西表やまねこ診療所

「総合病院を飛び出し、ボクは島医者になった」

本書の表紙に小さく書かれている言葉である。著者は元々歯科医を目指していたのだが、幅広い医術を学び、実践できることから医師になった。その後総合病院に勤めたのだが、ある事情により島医者になった方である。

島医者になったのは2002年5月、今から13年も前のことだが、なぜ彼は島医者を選んだのか、そして島医者になって5年間の生活はどうだったのか、本書はそのことについて綴っている。

第1章「島医者への道」
最初にも書いたように医者としての著者のキャリアは総合病院から始まった。それから研修医として病院を転々としながら外科医として充実した毎日を送っていた。しかしその日々を過ごすことである「違和感」があった。そしてある出来事をきっかけにその「違和感」が頂点に達し、医療について自問自答するようになった。その自問自答で得た答えこそ、島医者になるきっかけとなり、総合病院を離れ、沖縄県の西表島の診療所に赴任することになった。

第2章「そして離島医療の最前線へ」
西表島の診療所に勤め始めてから、自分自身の限界を知るようになり、その限界を広げるべく努力を重ねていった。また診療所に通う方々、同じ診療所で働く看護師や事務員、そして島に住んでいる方々との交流もあった。
しかし、元々は外科医だったので、専門外の医療も行う必要がある。また連休になると、観光客の診療も行うため多忙になるのだという。

第3章「絶海の孤島で最善を尽くす」
どんなことでも最善を尽くしていけないのは、島医者も同じ事である。しかしその「どんなこと」と言うのが本章で表しているものであり、それは何なのかというと「台風」である。毎年台風が接近したり、上陸したりして、西表島は暴風雨になるのだが、そのような状況でも診療を続けるために模索を続けながら、最善を尽くしたという。

第4章「ボクの“記憶のカルテ”から」
著者が診療する方々は島民もさることながら、観光客も対象にしている。診療する方々の中には、始めて見るような病気もあれば、島特有の病気・けが、さらには観光客に多いのだが、島の医療状況を知らない方々への説明などがある。多種多様な患者がやってくる診療所では様々なドラマがあるのだが、その一端を垣間見ることができるのが本章である。

第5章「“ハッ見”多い島医者生活」
島医者をしている中で様々な「発見」がある。その「発見」に著者が「ハッ」とするから本章のタイトルは“ハッ見”と記載されている。その「ハッ見」する機会は学校や地域の祭り、島特有の動物など、様々なものがある。

第6章「理想と現実のはざまで」
島医者というと地域に愛され、それでいながら地域住民に寄り添いながら生きるというイメージがある。現実はどうなのかというと、それに近いのだが、医師として心がけなければならないこと、学ばなければならないことがたくさんあるという。また「現実」と言うと「医者不足」があるのだが、それについて言及している。

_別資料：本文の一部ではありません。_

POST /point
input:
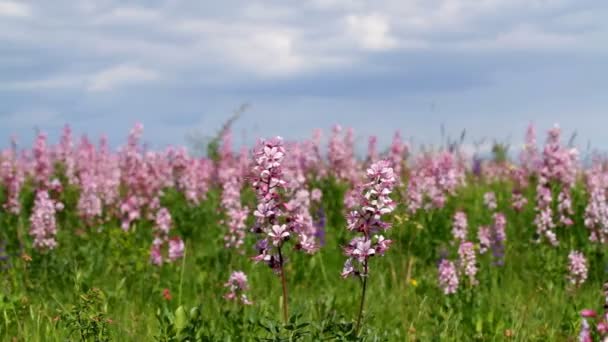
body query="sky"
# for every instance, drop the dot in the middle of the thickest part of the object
(183, 67)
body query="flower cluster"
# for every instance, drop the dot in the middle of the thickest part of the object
(43, 223)
(237, 286)
(270, 214)
(493, 237)
(489, 199)
(367, 220)
(596, 212)
(448, 277)
(460, 226)
(468, 261)
(577, 268)
(432, 179)
(557, 170)
(599, 323)
(12, 176)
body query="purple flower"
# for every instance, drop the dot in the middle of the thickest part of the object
(460, 226)
(448, 277)
(237, 285)
(467, 261)
(577, 268)
(372, 202)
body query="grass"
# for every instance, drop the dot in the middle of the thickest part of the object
(528, 299)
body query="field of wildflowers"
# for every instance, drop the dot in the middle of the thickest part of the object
(406, 244)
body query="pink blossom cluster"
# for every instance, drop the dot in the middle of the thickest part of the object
(432, 179)
(12, 176)
(460, 226)
(192, 176)
(448, 277)
(489, 200)
(272, 214)
(596, 212)
(237, 287)
(557, 170)
(375, 202)
(599, 323)
(493, 237)
(449, 272)
(42, 167)
(43, 223)
(577, 268)
(468, 261)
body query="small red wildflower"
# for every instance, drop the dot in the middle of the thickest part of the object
(166, 294)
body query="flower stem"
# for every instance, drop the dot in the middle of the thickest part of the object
(364, 287)
(284, 283)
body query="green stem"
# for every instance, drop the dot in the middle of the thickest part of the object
(364, 288)
(284, 284)
(181, 278)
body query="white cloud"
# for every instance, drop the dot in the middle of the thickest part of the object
(372, 31)
(14, 9)
(129, 15)
(120, 75)
(50, 83)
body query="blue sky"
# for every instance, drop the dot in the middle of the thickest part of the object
(488, 66)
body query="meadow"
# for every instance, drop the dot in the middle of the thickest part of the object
(282, 240)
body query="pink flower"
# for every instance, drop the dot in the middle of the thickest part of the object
(577, 268)
(460, 226)
(43, 222)
(467, 261)
(373, 200)
(238, 285)
(588, 313)
(448, 277)
(176, 248)
(489, 199)
(278, 234)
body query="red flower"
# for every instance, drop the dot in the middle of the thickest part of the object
(166, 294)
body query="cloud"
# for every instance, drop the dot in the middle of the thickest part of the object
(372, 31)
(325, 61)
(14, 9)
(120, 75)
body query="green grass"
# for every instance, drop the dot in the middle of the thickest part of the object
(526, 300)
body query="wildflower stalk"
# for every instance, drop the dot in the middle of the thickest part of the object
(181, 278)
(284, 285)
(373, 202)
(363, 291)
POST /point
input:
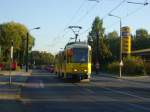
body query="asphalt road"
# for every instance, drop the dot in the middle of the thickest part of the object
(44, 92)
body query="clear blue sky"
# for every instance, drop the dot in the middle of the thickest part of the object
(54, 16)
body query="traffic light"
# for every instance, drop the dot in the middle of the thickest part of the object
(126, 40)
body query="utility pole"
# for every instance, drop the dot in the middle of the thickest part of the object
(27, 47)
(121, 62)
(97, 53)
(27, 53)
(11, 60)
(75, 30)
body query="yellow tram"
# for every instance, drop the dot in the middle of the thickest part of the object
(74, 62)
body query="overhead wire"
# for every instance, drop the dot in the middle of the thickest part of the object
(129, 14)
(116, 7)
(77, 11)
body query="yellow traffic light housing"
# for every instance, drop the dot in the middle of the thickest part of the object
(126, 40)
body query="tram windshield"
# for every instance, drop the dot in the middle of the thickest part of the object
(80, 55)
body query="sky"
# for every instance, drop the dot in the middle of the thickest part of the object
(54, 17)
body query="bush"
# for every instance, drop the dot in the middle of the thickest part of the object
(131, 66)
(113, 67)
(147, 68)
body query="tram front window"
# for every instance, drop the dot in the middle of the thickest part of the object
(80, 55)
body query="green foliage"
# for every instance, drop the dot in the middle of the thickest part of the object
(17, 33)
(100, 50)
(113, 67)
(133, 65)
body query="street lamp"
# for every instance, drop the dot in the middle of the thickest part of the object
(27, 46)
(121, 62)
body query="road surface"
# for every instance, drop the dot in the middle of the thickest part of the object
(44, 92)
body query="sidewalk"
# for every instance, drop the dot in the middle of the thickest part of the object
(16, 73)
(13, 91)
(140, 79)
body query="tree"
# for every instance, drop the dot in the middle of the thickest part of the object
(15, 32)
(141, 40)
(98, 42)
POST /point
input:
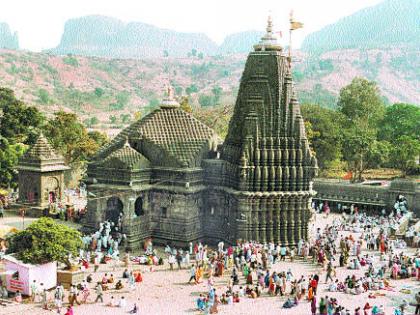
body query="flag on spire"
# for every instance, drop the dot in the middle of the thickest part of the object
(294, 25)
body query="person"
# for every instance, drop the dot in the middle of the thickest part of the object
(44, 299)
(99, 293)
(134, 310)
(69, 310)
(34, 290)
(112, 302)
(73, 295)
(192, 274)
(18, 297)
(119, 285)
(313, 305)
(58, 298)
(417, 303)
(123, 302)
(139, 277)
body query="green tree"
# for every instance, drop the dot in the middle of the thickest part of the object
(357, 143)
(68, 135)
(112, 119)
(405, 153)
(217, 92)
(45, 241)
(400, 120)
(18, 123)
(125, 118)
(185, 104)
(100, 138)
(99, 92)
(363, 109)
(325, 137)
(191, 89)
(43, 97)
(361, 101)
(206, 100)
(123, 98)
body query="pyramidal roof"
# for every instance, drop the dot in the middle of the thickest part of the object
(41, 157)
(177, 134)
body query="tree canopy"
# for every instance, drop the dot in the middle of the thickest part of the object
(68, 135)
(45, 241)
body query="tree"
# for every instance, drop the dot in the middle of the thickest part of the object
(405, 153)
(19, 122)
(400, 120)
(9, 156)
(100, 138)
(125, 118)
(45, 241)
(191, 89)
(185, 104)
(361, 101)
(362, 108)
(357, 142)
(112, 119)
(43, 96)
(69, 136)
(206, 100)
(325, 137)
(123, 98)
(99, 92)
(217, 92)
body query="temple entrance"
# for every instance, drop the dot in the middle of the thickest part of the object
(52, 197)
(114, 209)
(138, 207)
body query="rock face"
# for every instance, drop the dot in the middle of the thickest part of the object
(386, 24)
(7, 39)
(239, 42)
(108, 37)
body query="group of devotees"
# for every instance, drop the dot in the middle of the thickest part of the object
(251, 270)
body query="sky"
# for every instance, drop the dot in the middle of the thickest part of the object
(40, 23)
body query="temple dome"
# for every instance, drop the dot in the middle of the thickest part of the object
(168, 136)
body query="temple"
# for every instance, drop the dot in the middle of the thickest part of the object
(168, 176)
(41, 177)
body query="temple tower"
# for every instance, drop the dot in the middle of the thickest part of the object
(41, 176)
(266, 154)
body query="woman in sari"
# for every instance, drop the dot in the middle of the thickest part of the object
(199, 274)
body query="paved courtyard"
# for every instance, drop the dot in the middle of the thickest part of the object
(166, 292)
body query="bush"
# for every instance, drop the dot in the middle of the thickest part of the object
(45, 241)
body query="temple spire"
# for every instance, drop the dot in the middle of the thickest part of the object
(268, 42)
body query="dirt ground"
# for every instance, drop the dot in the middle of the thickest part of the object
(166, 292)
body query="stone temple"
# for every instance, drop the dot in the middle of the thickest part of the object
(171, 178)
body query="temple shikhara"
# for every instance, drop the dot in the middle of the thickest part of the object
(170, 177)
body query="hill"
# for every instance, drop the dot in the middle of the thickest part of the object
(240, 42)
(101, 88)
(388, 24)
(109, 37)
(8, 39)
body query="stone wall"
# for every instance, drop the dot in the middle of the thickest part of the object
(371, 198)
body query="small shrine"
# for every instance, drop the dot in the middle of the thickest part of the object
(41, 176)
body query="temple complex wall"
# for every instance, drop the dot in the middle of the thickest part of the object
(371, 198)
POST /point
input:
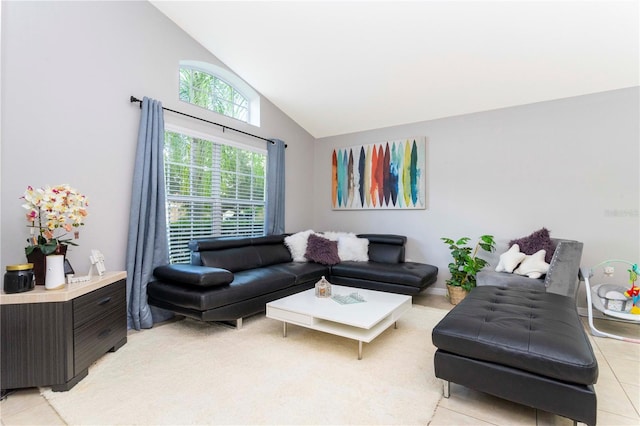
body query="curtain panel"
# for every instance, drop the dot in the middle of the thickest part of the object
(147, 245)
(274, 216)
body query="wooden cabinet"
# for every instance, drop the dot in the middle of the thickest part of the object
(50, 338)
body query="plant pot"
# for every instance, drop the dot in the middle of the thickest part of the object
(456, 294)
(39, 261)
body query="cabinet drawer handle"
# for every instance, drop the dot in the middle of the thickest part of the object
(104, 301)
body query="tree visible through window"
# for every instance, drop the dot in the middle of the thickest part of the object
(212, 189)
(211, 92)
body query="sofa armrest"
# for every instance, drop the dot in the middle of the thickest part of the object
(202, 276)
(562, 277)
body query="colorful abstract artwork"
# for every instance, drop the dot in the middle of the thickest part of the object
(389, 175)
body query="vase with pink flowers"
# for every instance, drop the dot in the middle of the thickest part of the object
(53, 213)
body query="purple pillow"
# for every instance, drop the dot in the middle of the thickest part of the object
(321, 250)
(539, 240)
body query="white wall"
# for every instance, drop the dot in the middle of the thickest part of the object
(68, 69)
(570, 165)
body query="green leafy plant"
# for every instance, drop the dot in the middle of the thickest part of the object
(465, 263)
(50, 210)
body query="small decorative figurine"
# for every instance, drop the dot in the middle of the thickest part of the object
(323, 288)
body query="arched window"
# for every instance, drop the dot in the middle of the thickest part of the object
(218, 90)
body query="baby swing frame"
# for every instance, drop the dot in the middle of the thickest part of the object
(593, 300)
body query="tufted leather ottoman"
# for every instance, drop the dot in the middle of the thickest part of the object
(522, 345)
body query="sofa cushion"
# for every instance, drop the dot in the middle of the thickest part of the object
(411, 274)
(525, 329)
(304, 272)
(202, 276)
(246, 285)
(385, 248)
(234, 259)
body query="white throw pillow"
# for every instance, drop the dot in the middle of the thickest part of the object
(533, 266)
(297, 245)
(353, 248)
(510, 259)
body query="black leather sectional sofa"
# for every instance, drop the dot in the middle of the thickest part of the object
(233, 277)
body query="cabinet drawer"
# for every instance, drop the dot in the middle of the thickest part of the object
(93, 339)
(98, 303)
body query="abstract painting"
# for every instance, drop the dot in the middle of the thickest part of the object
(388, 175)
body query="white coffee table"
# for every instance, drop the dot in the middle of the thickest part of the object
(359, 321)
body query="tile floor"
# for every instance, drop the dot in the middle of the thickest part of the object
(618, 390)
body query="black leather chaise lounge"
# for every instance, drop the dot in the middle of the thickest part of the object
(522, 345)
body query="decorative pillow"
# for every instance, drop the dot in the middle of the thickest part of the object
(297, 245)
(539, 240)
(533, 266)
(510, 259)
(321, 250)
(353, 248)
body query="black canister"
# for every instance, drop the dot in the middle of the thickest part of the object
(19, 278)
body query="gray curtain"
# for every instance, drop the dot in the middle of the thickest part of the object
(147, 245)
(275, 187)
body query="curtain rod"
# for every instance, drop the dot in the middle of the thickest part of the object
(134, 99)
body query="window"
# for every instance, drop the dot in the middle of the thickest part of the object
(218, 90)
(213, 189)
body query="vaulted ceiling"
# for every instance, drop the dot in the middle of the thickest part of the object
(340, 67)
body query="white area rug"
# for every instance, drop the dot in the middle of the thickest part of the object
(189, 372)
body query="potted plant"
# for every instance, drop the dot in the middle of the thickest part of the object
(465, 265)
(50, 211)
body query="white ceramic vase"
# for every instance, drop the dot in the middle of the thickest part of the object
(55, 272)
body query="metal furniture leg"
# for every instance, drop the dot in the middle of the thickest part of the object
(446, 389)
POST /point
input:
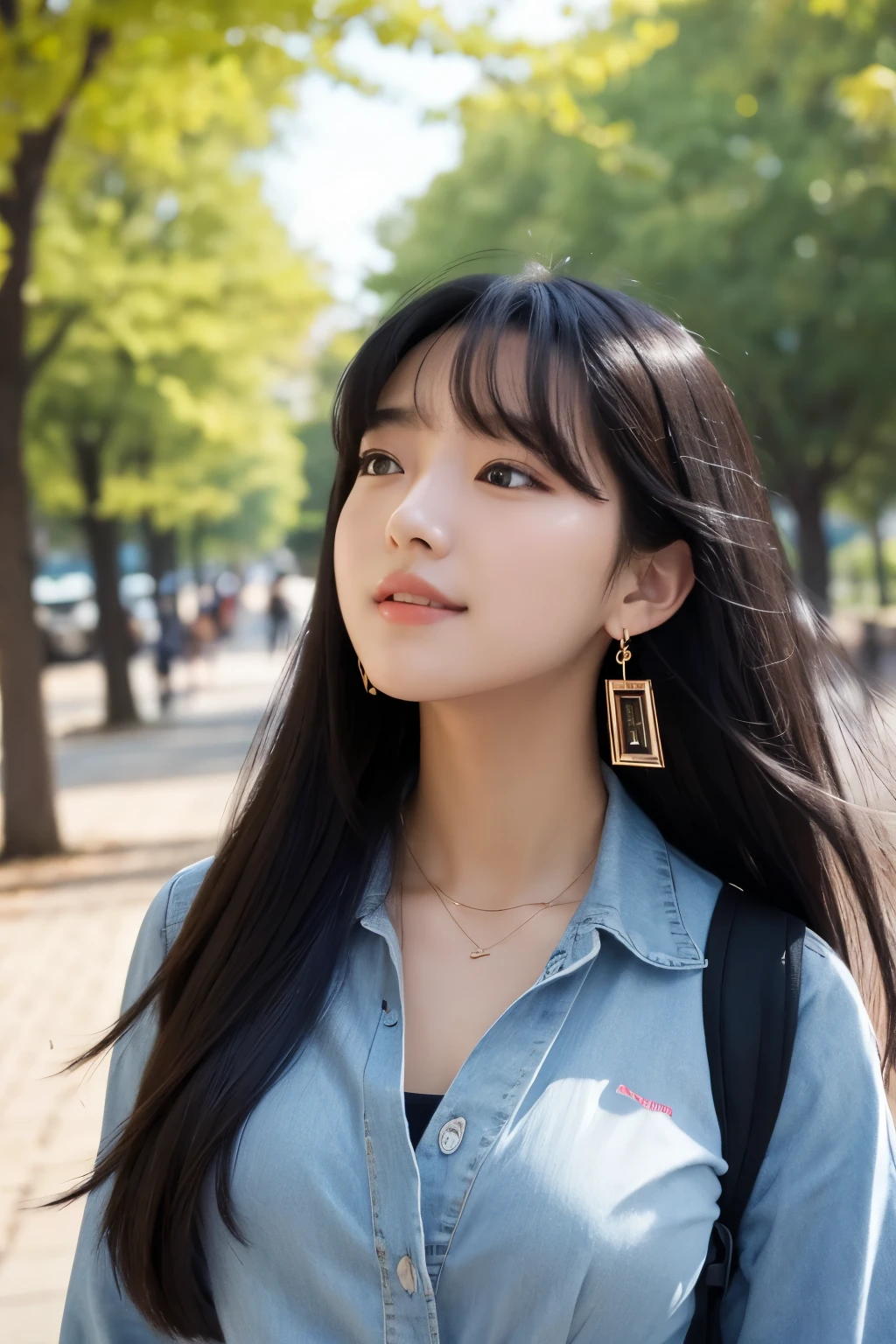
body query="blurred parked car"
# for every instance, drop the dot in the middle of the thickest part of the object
(69, 617)
(66, 613)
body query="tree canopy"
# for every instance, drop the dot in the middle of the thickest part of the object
(743, 180)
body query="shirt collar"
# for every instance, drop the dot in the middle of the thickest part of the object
(632, 892)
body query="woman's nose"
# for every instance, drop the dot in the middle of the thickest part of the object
(424, 515)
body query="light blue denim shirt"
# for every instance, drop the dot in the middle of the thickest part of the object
(578, 1203)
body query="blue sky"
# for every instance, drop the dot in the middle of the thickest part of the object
(346, 159)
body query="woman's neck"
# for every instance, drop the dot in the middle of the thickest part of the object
(509, 802)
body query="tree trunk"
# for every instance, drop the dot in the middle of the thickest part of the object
(161, 550)
(880, 562)
(116, 642)
(815, 567)
(27, 777)
(196, 539)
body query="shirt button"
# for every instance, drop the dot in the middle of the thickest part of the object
(407, 1274)
(452, 1133)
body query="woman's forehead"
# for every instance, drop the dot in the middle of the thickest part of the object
(494, 378)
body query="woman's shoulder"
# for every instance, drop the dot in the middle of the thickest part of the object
(168, 909)
(180, 892)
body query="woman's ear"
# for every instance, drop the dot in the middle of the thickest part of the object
(659, 584)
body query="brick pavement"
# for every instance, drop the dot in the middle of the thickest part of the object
(135, 807)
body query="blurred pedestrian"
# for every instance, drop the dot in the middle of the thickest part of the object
(277, 613)
(168, 647)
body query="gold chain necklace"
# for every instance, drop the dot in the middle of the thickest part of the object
(479, 950)
(492, 910)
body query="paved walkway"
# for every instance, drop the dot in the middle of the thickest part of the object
(135, 807)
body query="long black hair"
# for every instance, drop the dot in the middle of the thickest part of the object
(757, 704)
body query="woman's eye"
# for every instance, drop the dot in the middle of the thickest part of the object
(508, 476)
(378, 464)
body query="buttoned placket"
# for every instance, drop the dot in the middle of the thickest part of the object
(427, 1190)
(418, 1198)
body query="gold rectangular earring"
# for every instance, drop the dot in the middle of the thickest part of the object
(632, 712)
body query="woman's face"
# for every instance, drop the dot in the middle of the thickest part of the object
(519, 558)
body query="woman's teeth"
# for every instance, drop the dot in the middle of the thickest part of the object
(418, 601)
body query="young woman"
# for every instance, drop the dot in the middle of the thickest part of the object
(439, 887)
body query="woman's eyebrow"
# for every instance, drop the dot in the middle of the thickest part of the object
(404, 416)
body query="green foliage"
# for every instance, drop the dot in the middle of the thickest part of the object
(180, 308)
(742, 179)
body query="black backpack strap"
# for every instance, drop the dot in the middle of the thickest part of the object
(750, 1010)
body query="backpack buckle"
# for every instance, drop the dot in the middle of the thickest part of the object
(719, 1269)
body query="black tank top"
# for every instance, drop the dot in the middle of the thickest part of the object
(419, 1109)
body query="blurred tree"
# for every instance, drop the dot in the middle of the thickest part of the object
(743, 180)
(183, 306)
(320, 451)
(130, 78)
(868, 494)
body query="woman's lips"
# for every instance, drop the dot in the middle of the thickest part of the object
(413, 613)
(404, 598)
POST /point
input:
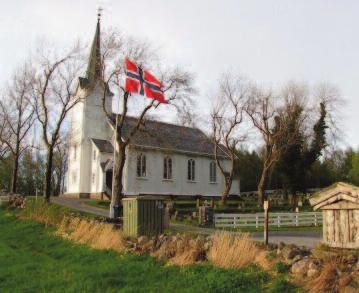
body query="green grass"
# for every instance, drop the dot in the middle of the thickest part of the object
(34, 260)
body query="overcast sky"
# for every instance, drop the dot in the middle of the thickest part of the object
(269, 41)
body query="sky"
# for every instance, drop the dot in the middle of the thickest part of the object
(269, 41)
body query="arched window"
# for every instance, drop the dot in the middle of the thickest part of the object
(213, 172)
(167, 168)
(191, 170)
(141, 165)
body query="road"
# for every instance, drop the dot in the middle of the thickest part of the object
(299, 238)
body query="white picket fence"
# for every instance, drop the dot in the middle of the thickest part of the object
(275, 219)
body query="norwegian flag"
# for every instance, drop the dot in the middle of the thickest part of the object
(139, 81)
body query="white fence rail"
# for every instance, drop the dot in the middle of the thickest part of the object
(275, 220)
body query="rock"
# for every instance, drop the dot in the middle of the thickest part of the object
(300, 267)
(142, 240)
(289, 252)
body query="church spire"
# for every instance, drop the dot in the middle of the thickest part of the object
(94, 67)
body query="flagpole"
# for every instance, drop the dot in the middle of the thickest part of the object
(114, 208)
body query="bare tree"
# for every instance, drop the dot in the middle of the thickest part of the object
(53, 97)
(272, 117)
(227, 117)
(18, 117)
(177, 86)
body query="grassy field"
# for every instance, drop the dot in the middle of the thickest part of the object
(33, 259)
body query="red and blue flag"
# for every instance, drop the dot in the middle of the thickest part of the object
(141, 82)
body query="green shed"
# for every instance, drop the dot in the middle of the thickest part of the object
(143, 215)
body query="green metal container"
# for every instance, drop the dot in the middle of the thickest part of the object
(143, 216)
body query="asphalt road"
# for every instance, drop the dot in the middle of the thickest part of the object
(300, 238)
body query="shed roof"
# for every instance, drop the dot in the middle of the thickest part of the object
(337, 196)
(104, 146)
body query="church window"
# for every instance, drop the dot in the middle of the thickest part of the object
(141, 165)
(167, 168)
(191, 170)
(212, 172)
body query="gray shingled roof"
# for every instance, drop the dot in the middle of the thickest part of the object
(104, 146)
(169, 136)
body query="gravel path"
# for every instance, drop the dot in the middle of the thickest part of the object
(300, 238)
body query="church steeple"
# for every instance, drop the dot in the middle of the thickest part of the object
(94, 67)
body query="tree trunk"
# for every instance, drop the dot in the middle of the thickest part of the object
(48, 173)
(227, 188)
(15, 172)
(117, 182)
(262, 186)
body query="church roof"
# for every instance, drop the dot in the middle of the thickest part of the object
(104, 146)
(168, 136)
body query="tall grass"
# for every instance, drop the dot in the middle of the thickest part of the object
(232, 251)
(43, 212)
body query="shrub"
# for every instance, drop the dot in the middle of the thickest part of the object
(43, 212)
(282, 285)
(232, 251)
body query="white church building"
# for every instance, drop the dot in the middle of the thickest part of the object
(162, 159)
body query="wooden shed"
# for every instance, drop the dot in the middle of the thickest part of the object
(340, 206)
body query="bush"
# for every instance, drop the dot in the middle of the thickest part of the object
(232, 251)
(281, 268)
(43, 212)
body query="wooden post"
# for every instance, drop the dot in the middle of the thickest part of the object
(266, 208)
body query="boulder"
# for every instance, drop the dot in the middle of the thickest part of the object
(300, 267)
(142, 240)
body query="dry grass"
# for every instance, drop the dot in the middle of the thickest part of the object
(182, 250)
(96, 234)
(231, 251)
(330, 279)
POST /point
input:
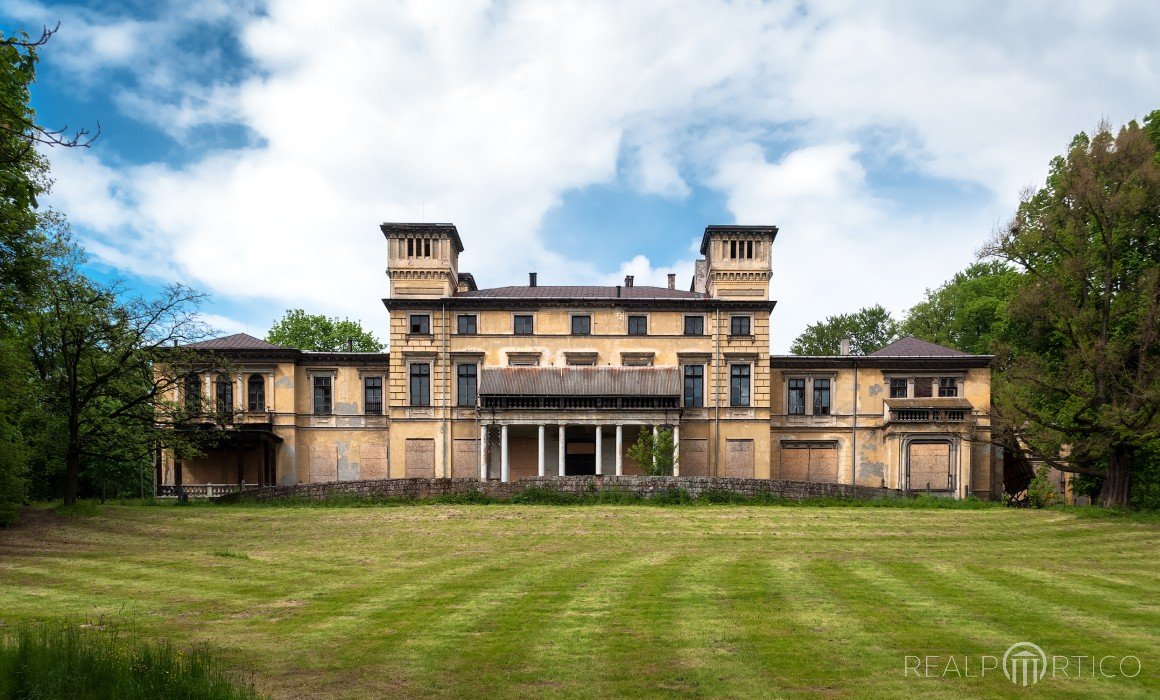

そもそもなぜ本書を手に取り、取り上げようと思ったのか、それは「Dr.コトー診療所」「瑠璃の島」などのドラマを観て、島医者とは何かをわずかながら知ることができた。そしてニュースにて第6章で取り上げた「医師不足」を目の当たりにし、医療とは何かを考えていた。その矢先に出会ったのが、本書である。離島で医者を務めている方はどのような理由からそのキャリアをスタートしたのか、そして島医者の魅力とは何か、それをダイレクトに知ることができる一冊である。